Rock Me Amadeus: When Ignorance Meets High Art, Things Can Get Messy (edition 2007)
by Seb Hunter


An amusing and engaging book that is sometimes laugh out loud funny. It also manages the difficult trick of engaging and educating the reader. I hope it also persuades some people to become engaged with so called 'serious' music. But the book is primarily an enjoyable account of one young man's deliberate engagement with a wider range of music. The experience of listening to a large, highly trained, and disciplined group of players performing a symphony can be extraordinary. The human voice, when it is similarly experienced within the operatic tradition, is most extraordinary of all. When all these forces combine to perform a work, such as Tristan und Isolde, you have - in my opinion - something transcendent.

I then took the bus to Rochester and had a meal at The Golden Lion, a Wetherspoons outlet, having their beef and burger offer. The ale was a pint of Yeovil Brewery Star Gazer (4.0% ABV). An appropriate name for what I am reading most.

From a charity shop there, I picked up a copy of the Umberto Eco novel “The Mysterious Flame of Queen Loana” (Picador).for a quid. A beautifully illustrated novel.

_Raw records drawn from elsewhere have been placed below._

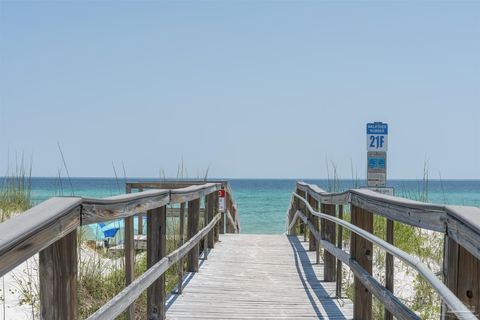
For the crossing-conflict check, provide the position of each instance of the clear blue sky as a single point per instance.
(252, 89)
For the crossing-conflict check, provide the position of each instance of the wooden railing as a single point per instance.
(321, 217)
(50, 228)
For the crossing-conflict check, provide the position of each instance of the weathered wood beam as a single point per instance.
(156, 249)
(361, 250)
(192, 227)
(37, 228)
(117, 207)
(330, 262)
(58, 279)
(117, 304)
(129, 256)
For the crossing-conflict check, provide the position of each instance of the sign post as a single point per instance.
(221, 200)
(377, 146)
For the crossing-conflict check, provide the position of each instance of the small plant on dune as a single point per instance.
(15, 190)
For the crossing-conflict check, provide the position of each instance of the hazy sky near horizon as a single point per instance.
(254, 90)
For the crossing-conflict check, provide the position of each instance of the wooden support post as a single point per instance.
(156, 250)
(215, 211)
(311, 239)
(58, 279)
(210, 215)
(462, 276)
(193, 222)
(340, 246)
(221, 223)
(182, 241)
(330, 273)
(316, 221)
(205, 222)
(303, 209)
(291, 215)
(389, 267)
(140, 217)
(129, 245)
(361, 250)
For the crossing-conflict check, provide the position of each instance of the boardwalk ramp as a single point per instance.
(259, 277)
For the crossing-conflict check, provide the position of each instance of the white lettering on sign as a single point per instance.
(377, 136)
(221, 200)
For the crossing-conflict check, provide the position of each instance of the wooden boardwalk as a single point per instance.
(259, 277)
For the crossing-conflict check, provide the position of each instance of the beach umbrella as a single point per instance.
(110, 229)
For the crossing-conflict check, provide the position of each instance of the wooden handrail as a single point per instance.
(24, 235)
(127, 296)
(459, 224)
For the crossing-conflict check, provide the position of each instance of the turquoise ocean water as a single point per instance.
(263, 203)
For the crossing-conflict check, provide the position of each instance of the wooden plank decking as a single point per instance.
(259, 277)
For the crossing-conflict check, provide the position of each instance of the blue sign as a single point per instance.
(377, 128)
(376, 163)
(377, 136)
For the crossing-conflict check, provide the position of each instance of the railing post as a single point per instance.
(182, 241)
(140, 217)
(330, 261)
(58, 279)
(462, 276)
(361, 251)
(303, 208)
(193, 222)
(222, 218)
(210, 215)
(129, 245)
(389, 267)
(311, 238)
(156, 247)
(205, 222)
(314, 204)
(215, 211)
(340, 246)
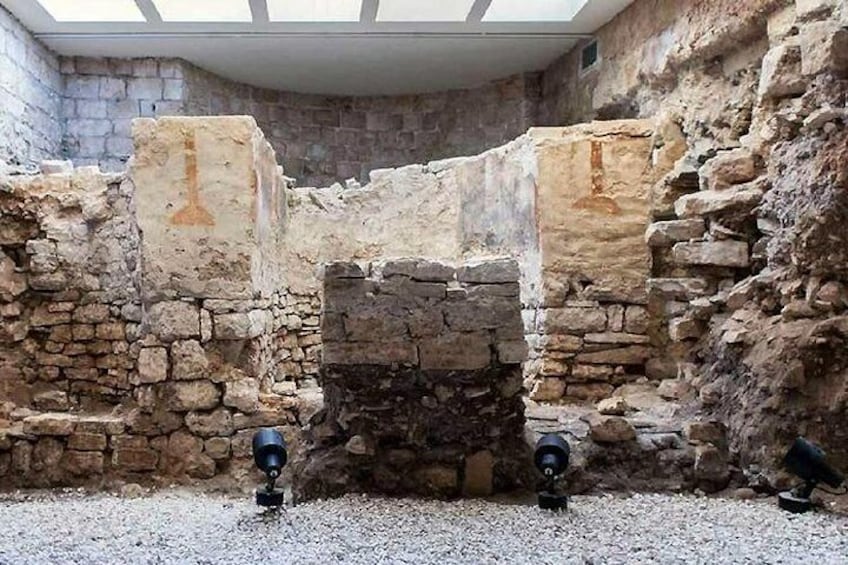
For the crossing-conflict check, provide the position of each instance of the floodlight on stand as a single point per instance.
(551, 459)
(270, 455)
(808, 461)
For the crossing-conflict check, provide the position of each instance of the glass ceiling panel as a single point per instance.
(93, 10)
(424, 10)
(314, 10)
(533, 10)
(204, 10)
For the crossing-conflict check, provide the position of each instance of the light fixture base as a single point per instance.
(552, 501)
(270, 498)
(791, 502)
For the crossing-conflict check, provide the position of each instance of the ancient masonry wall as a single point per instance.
(319, 139)
(30, 96)
(111, 371)
(422, 381)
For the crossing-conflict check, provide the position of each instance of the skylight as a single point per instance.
(424, 10)
(204, 10)
(93, 10)
(533, 10)
(314, 10)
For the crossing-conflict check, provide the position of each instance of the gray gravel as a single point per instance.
(182, 527)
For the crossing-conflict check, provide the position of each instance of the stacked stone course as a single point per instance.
(422, 381)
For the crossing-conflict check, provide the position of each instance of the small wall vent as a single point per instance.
(590, 57)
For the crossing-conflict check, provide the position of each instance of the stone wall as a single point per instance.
(422, 381)
(318, 139)
(30, 96)
(117, 366)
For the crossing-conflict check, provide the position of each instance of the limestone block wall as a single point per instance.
(422, 381)
(116, 364)
(30, 96)
(318, 139)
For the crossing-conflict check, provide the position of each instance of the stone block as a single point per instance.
(712, 253)
(188, 360)
(631, 355)
(135, 460)
(83, 441)
(574, 320)
(210, 424)
(781, 75)
(82, 463)
(243, 395)
(152, 365)
(479, 474)
(239, 325)
(664, 234)
(489, 272)
(456, 351)
(512, 352)
(824, 48)
(49, 424)
(547, 389)
(173, 320)
(419, 270)
(611, 429)
(385, 353)
(192, 395)
(741, 198)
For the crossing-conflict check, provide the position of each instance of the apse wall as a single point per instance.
(30, 96)
(318, 139)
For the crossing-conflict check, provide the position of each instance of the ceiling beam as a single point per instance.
(478, 10)
(368, 15)
(149, 10)
(259, 8)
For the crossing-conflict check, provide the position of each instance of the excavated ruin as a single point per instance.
(664, 284)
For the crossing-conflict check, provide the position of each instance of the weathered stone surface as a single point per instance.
(239, 325)
(174, 320)
(456, 351)
(478, 476)
(611, 429)
(421, 270)
(82, 441)
(781, 74)
(728, 168)
(631, 355)
(188, 360)
(50, 424)
(546, 389)
(824, 48)
(243, 395)
(152, 365)
(740, 198)
(210, 424)
(574, 320)
(615, 406)
(82, 463)
(712, 253)
(664, 234)
(489, 272)
(386, 353)
(192, 395)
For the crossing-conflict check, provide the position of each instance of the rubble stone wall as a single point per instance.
(113, 370)
(422, 381)
(318, 139)
(30, 96)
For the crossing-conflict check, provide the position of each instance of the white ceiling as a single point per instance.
(310, 54)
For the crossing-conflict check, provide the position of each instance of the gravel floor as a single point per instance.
(182, 527)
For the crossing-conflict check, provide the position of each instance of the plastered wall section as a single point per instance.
(210, 206)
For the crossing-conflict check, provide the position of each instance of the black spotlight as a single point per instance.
(551, 458)
(806, 460)
(270, 455)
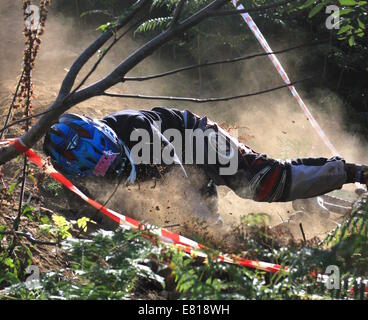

Bizarre and compelling, Umberto Eco has written a wonderful book. Yambo, a 60 year old antiquarian bookseller, wakes from a coma unable to remember his life. Characters, plots and quotes from the books he has read free-wheel through his brain but he doesn't know his wife and children, or what has shaped his life. In an attempt to reconnect with his past he returns to the house where he spent part of his childhood — his grandfather's home where he spent holidays and was evacuated during the war. What follows is a trip through the culture of 1930's/1940's Italy. A feast of comic books, music, books and propaganda.

Lavishly illustrated with memorabilia; nostalgic and descriptive of a childhood, this is a book that feeds the senses. Surreal chain of consciousness prose flows effortlessly; building to a culminating dream like sequence.




The post these days can be very slow, even with first class items. I had a chat with a postman in the Evening Star, last time I was in Brighton, and found out why this is happening. Apparently it's new rules put in by the people running the Royal Mail. There's restrictions as to how many hours a postman can work meaning certain people aren't even getting a delivery on certain days because it's not feasible. Also junk mail is prioritorized over everything else including First Class post. So if your postie has to leave some letters behind it'll be proper mail rather than some crap that's going straight in the bin.